China suffers from floods every year, but more unpredictable weather has made the task of managing them more challenging, especially with this year’s rainfall among the worst on record.
Since last month, average precipitation in the Yangtze river has reached the highest level since records began in 1961.
President Xi, in an instruction released on Sunday, instructed party committees and governments of all levels to shoulder their responsibilities and take more measures to monitor the floods and relocate people in flood-hit areas.
He ordered the relevant authorities, including the State Flood Control and Drought Relief Headquarters, the Ministry of Emergency Management and the Ministry of Water Resources, to enhance coordination and mobilise rescue forces and flood relief materials.
The People’s Liberation Army and the People’s Armed Police should take an active part in the flood relief work in the areas where they are stationed, he added.
Mr Xi also instructed the relevant authorities to make plans for rebuilding work and restoring normal life and production as soon as possible, as well as to help prevent people in the flood-hit areas from falling back into poverty.
China’s flood control authorities said yesterday that nearly 38 million people have been affected by floods, with 141 dead or missing.
433 Number of rivers in China for which its Ministry of Water Resources said flood alerts had been raised since early last month, including 33 where water levels have broken historical records.
38m Estimated number of people who have been affected, including more than 2.25 million who have had to evacuate.

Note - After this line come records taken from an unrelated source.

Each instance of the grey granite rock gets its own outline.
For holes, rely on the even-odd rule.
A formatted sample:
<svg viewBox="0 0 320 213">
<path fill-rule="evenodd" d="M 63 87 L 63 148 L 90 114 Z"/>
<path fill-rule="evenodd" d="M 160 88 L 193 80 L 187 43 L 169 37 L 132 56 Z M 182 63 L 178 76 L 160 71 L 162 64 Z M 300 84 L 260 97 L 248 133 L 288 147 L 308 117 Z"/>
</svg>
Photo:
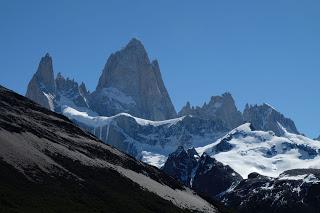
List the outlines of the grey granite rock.
<svg viewBox="0 0 320 213">
<path fill-rule="evenodd" d="M 273 131 L 277 136 L 282 136 L 284 134 L 282 127 L 288 132 L 299 134 L 291 119 L 286 118 L 268 104 L 254 106 L 249 106 L 247 104 L 243 112 L 243 119 L 246 122 L 251 123 L 254 129 Z"/>
<path fill-rule="evenodd" d="M 26 92 L 26 97 L 56 112 L 67 106 L 89 110 L 89 95 L 84 83 L 78 86 L 77 82 L 65 79 L 61 73 L 54 78 L 53 62 L 48 53 L 41 58 Z"/>
<path fill-rule="evenodd" d="M 243 123 L 241 112 L 238 111 L 234 99 L 230 93 L 221 96 L 212 96 L 209 103 L 202 107 L 191 107 L 187 102 L 179 112 L 179 116 L 193 115 L 204 119 L 219 119 L 229 129 L 233 129 Z"/>
<path fill-rule="evenodd" d="M 150 62 L 137 39 L 109 57 L 90 100 L 92 109 L 105 116 L 128 112 L 150 120 L 176 117 L 158 62 Z"/>
<path fill-rule="evenodd" d="M 33 75 L 28 84 L 26 97 L 34 102 L 54 110 L 52 103 L 55 93 L 55 82 L 52 66 L 52 58 L 47 53 L 41 58 L 37 72 Z"/>
</svg>

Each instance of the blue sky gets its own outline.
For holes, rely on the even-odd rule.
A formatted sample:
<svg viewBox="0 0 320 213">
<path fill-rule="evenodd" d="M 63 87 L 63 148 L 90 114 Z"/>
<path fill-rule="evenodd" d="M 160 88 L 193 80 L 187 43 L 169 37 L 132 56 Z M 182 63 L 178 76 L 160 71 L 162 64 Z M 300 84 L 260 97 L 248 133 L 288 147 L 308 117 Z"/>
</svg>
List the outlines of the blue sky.
<svg viewBox="0 0 320 213">
<path fill-rule="evenodd" d="M 55 72 L 92 91 L 108 56 L 145 45 L 179 110 L 212 95 L 269 103 L 320 134 L 320 1 L 0 2 L 0 84 L 24 94 L 49 52 Z"/>
</svg>

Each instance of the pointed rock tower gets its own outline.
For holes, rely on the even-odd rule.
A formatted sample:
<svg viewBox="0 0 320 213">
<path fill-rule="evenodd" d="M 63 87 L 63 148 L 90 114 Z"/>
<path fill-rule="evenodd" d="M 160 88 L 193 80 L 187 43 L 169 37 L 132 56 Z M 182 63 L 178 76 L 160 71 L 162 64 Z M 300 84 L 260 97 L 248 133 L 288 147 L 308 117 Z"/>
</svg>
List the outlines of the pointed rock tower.
<svg viewBox="0 0 320 213">
<path fill-rule="evenodd" d="M 41 58 L 37 72 L 28 84 L 26 97 L 53 111 L 55 89 L 52 58 L 47 53 Z"/>
<path fill-rule="evenodd" d="M 90 102 L 94 111 L 105 116 L 127 112 L 150 120 L 176 117 L 158 62 L 150 62 L 135 38 L 108 58 Z"/>
</svg>

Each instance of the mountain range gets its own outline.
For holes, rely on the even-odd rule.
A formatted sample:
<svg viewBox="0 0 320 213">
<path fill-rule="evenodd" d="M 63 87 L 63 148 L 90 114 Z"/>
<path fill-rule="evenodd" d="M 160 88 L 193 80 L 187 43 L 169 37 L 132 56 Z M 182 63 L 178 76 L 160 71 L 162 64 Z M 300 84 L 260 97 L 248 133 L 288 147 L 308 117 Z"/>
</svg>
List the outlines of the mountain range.
<svg viewBox="0 0 320 213">
<path fill-rule="evenodd" d="M 313 197 L 320 169 L 317 140 L 305 137 L 269 104 L 247 104 L 240 112 L 228 92 L 203 106 L 187 102 L 177 113 L 158 62 L 150 61 L 135 38 L 110 55 L 93 92 L 60 73 L 55 77 L 46 54 L 26 97 L 66 116 L 96 140 L 237 211 L 318 208 Z M 272 197 L 277 199 L 271 202 Z"/>
<path fill-rule="evenodd" d="M 155 167 L 0 87 L 0 212 L 218 212 Z"/>
</svg>

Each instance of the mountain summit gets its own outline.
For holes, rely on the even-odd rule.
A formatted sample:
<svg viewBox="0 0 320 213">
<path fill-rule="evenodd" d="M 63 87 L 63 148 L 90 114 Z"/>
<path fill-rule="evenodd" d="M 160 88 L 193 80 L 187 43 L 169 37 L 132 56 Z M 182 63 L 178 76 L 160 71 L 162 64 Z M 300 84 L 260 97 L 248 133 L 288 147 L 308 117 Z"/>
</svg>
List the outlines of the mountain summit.
<svg viewBox="0 0 320 213">
<path fill-rule="evenodd" d="M 158 62 L 149 60 L 143 44 L 135 38 L 111 54 L 93 93 L 60 73 L 55 79 L 52 58 L 46 54 L 29 82 L 26 97 L 56 112 L 72 107 L 102 116 L 127 112 L 150 120 L 177 115 Z"/>
<path fill-rule="evenodd" d="M 111 54 L 90 100 L 92 109 L 105 116 L 121 112 L 150 120 L 176 116 L 158 62 L 150 62 L 135 38 Z"/>
<path fill-rule="evenodd" d="M 28 84 L 26 97 L 48 109 L 54 110 L 53 103 L 50 101 L 50 96 L 54 94 L 54 92 L 55 82 L 52 58 L 49 53 L 47 53 L 41 58 L 37 72 Z"/>
</svg>

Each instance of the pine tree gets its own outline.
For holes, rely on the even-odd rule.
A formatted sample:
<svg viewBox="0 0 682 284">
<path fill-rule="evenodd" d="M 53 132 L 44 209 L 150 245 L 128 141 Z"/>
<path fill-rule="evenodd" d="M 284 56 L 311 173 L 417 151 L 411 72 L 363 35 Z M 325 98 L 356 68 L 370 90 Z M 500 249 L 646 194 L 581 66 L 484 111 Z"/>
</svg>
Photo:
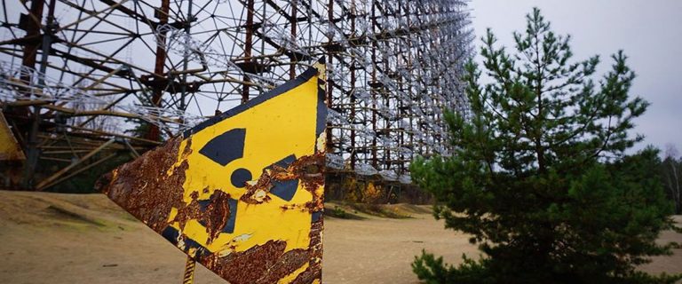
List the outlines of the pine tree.
<svg viewBox="0 0 682 284">
<path fill-rule="evenodd" d="M 629 95 L 626 56 L 613 55 L 596 79 L 599 57 L 572 62 L 570 36 L 555 35 L 536 8 L 527 22 L 513 52 L 489 29 L 482 38 L 490 83 L 467 64 L 471 110 L 446 116 L 453 155 L 411 166 L 440 204 L 436 218 L 471 234 L 482 259 L 453 267 L 424 254 L 415 272 L 429 283 L 673 281 L 634 270 L 670 253 L 654 241 L 673 223 L 649 174 L 657 150 L 625 153 L 643 139 L 628 132 L 648 106 Z"/>
</svg>

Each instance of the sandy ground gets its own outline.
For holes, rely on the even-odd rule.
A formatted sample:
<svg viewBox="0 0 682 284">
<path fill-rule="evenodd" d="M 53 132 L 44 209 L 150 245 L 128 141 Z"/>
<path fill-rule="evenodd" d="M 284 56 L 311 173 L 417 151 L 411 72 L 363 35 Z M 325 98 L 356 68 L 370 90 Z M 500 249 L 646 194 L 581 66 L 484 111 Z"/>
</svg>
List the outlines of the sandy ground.
<svg viewBox="0 0 682 284">
<path fill-rule="evenodd" d="M 467 236 L 424 209 L 408 219 L 325 219 L 325 283 L 417 283 L 422 249 L 458 263 Z M 678 221 L 682 217 L 678 217 Z M 662 241 L 682 242 L 665 233 Z M 0 191 L 0 283 L 180 283 L 185 255 L 100 194 Z M 643 267 L 682 272 L 682 249 Z M 195 283 L 225 283 L 201 265 Z"/>
</svg>

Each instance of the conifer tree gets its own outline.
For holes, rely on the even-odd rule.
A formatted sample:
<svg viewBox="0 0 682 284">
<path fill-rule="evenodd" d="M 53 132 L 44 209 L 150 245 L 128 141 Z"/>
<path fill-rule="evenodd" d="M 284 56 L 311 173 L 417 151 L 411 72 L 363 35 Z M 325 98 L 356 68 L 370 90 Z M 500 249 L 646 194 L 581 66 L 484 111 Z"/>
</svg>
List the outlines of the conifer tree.
<svg viewBox="0 0 682 284">
<path fill-rule="evenodd" d="M 638 272 L 670 253 L 659 232 L 673 227 L 657 150 L 627 155 L 641 136 L 633 120 L 648 103 L 630 95 L 635 74 L 623 51 L 596 78 L 599 57 L 575 62 L 570 36 L 555 35 L 534 9 L 512 51 L 488 29 L 464 82 L 468 114 L 448 113 L 454 154 L 418 158 L 413 179 L 432 193 L 434 216 L 471 234 L 481 259 L 457 267 L 424 254 L 413 268 L 429 283 L 674 281 Z"/>
</svg>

141 Number of people who have died or are missing, according to official figures.
$61m Relief funds to be sent to affected regions, including Jiangxi and Hubei provinces as well as Chongqing in the south-west.
$12b Estimated economic losses caused by the floods.
The State Flood Control and Drought Relief Headquarters also announced that 2.25 million people have been evacuated due to floods.
The Emergency Management Ministry last Friday estimated economic losses at around 60 billion yuan (S$12 billion).
More than 7,000 army soldiers have been deployed to the eastern part of China, according to the Chinese military.
The flood control authorities throughout the Yangtze basin have declared “red alerts” that cover major population centres such as Xianning, Jiujiang and Nanchang.
A red alert has also been declared at the Poyang Lake, where water levels are more than 3m higher than normal, another record high.
In some flood-stricken regions, soldiers filled sandbags to shore up riverbanks and stave off more damage.
According to Water Resources Ministry data, warning levels were breached at more than 70 flood-monitoring stations yesterday.
Water levels at the Three Gorges reservoir, which cut its discharge volumes for a fifth time last Saturday to ease downstream water levels, have now hit 153.2m, 6.7m higher than the warning level.